# 🎓 Reproducing **TextNeRF: A Novel Scene-Text Image Synthesis Method based on Neural Radiance Fields**  Paper

Welcome to this **step-by-step guide** for **reproducing the results** of the paper **"TextNeRF: A Novel Scene-Text Image Synthesis Method based on Neural Radiance Fields"**! This guide will walk through the process of setting up, running, and verifying the paper's experiments.  

## 🔹 Steps to Reproduce:  
1. **Clone the repository** – Download the official code and set up the project.  
2. **Set up the environment** – Install dependencies and configure necessary settings.  
3. **Download and preprocess datasets** – Retrieve validation datasets and process them correctly.  
4. **Run experiments and reproduce results** – Validate key figures or tables from the paper.  

Let's get started and replicate the findings! 🚀  

## Summary of the paper:
The paper **"TextNeRF: A Novel Scene-Text Image Synthesis Method based on Neural Radiance Fields"** introduces TextNeRF, a method for generating realistic scene-text images using Neural Radiance Fields (NeRF) to enhance the performance of scene text detectors. By reconstructing real-world scenes and enabling multi-view image synthesis, TextNeRF creates diverse, photo-realistic datasets with detailed annotations, including 3D pose information for text regions. The method employs a semi-supervised learning framework to ensure consistent labeling across different viewpoints and allows precise control over text placement and editing through advanced geometric modeling. Experimental results demonstrate that models trained with TextNeRF-generated data outperform those trained on traditional synthetic datasets like SynthText3D and UnrealText, achieving higher recall and F-scores on benchmarks such as ICDAR2013, ICDAR2015, and MLT2017. Additionally, TextNeRF improves robustness to perspective variations, contributing a novel dataset with 3D pose attributes, thus offering a significant advancement in scene-text image synthesis and detection.


## Challenges Encountered: 

1. The git Readme was not helpful at all. Because they copied the content of the readme from https://github.com/kwea123/ngp_pl/blob/master/README.md. But nowhere they mentioned about it.
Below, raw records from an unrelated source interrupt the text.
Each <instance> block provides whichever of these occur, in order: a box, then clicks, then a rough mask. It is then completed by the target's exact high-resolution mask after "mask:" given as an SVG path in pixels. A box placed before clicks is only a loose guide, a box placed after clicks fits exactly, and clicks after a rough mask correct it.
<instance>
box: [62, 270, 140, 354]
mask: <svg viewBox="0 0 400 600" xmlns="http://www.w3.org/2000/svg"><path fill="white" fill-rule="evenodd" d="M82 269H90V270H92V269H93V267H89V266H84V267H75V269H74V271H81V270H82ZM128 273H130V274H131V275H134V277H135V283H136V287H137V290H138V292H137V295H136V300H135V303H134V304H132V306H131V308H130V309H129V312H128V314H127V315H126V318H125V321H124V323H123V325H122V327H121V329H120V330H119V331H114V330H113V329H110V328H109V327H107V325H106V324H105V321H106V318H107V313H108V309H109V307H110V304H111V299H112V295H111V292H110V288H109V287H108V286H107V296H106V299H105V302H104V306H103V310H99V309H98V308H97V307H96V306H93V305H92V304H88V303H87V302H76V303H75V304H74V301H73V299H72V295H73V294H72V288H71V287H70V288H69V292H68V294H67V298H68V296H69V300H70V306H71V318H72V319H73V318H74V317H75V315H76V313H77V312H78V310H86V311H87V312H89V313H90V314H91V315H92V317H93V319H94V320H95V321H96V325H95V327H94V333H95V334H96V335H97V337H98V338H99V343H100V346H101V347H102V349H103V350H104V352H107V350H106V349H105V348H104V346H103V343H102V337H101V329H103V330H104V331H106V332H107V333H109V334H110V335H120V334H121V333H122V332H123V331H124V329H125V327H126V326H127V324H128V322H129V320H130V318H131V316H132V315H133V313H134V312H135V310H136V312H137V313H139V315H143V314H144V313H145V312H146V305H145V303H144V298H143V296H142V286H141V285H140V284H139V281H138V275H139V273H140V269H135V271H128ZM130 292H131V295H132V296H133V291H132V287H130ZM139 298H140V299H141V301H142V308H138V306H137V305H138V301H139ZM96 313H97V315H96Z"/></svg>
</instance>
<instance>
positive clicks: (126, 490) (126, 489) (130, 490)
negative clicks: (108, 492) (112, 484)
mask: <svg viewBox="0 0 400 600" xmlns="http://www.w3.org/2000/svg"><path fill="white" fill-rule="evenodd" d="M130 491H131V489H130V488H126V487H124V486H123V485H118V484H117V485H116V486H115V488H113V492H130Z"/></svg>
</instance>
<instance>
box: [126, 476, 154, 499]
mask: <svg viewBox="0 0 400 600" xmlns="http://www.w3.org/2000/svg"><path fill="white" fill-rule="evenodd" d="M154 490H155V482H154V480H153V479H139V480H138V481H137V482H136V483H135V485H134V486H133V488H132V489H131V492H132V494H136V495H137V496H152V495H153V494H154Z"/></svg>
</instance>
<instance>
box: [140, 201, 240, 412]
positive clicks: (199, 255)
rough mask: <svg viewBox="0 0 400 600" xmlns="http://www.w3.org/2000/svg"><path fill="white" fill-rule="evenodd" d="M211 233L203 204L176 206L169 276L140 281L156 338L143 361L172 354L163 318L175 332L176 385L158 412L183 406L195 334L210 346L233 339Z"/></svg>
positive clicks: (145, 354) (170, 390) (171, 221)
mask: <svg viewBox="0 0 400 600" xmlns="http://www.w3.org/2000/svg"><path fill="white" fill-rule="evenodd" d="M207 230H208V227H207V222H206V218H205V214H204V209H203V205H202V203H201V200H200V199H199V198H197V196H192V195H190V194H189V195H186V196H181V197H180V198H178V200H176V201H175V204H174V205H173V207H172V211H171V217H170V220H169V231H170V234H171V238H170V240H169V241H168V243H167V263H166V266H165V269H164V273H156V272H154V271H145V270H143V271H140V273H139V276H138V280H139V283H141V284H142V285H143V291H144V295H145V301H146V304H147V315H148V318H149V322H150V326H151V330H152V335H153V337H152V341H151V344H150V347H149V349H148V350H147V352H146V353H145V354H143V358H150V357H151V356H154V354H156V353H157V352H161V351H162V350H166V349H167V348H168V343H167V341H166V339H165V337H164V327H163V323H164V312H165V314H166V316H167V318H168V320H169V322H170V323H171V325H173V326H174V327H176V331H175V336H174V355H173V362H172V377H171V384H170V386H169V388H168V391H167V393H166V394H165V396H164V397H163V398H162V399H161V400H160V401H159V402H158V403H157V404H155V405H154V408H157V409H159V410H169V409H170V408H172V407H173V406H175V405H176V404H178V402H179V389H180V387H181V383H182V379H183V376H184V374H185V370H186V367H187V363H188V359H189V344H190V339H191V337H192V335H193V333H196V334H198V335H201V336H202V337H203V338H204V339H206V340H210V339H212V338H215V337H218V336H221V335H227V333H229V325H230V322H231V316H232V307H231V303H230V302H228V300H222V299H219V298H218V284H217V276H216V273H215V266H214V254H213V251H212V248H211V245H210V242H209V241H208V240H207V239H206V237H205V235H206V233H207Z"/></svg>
2. As dependency they just mentioned apex, tinycudann, torch-scatter. But they forgot to mention the exact version they used. So it was lots of trial and error step to figure out actual compatible version.

3. For apex package it was not even possible to resolve from pipy or conda-forge for the specfic version we needed.
So we had to built it from source. 

      ![apex-source.png](attachment:apex-source.png)

But for that we needed nvcc for cuda 11.3, fau remote machines had nvcc for cuda 12.3. So we had to install and use cuda 11.3 and nvcc 11.3 to build apex version 22.03 from source by using some commands.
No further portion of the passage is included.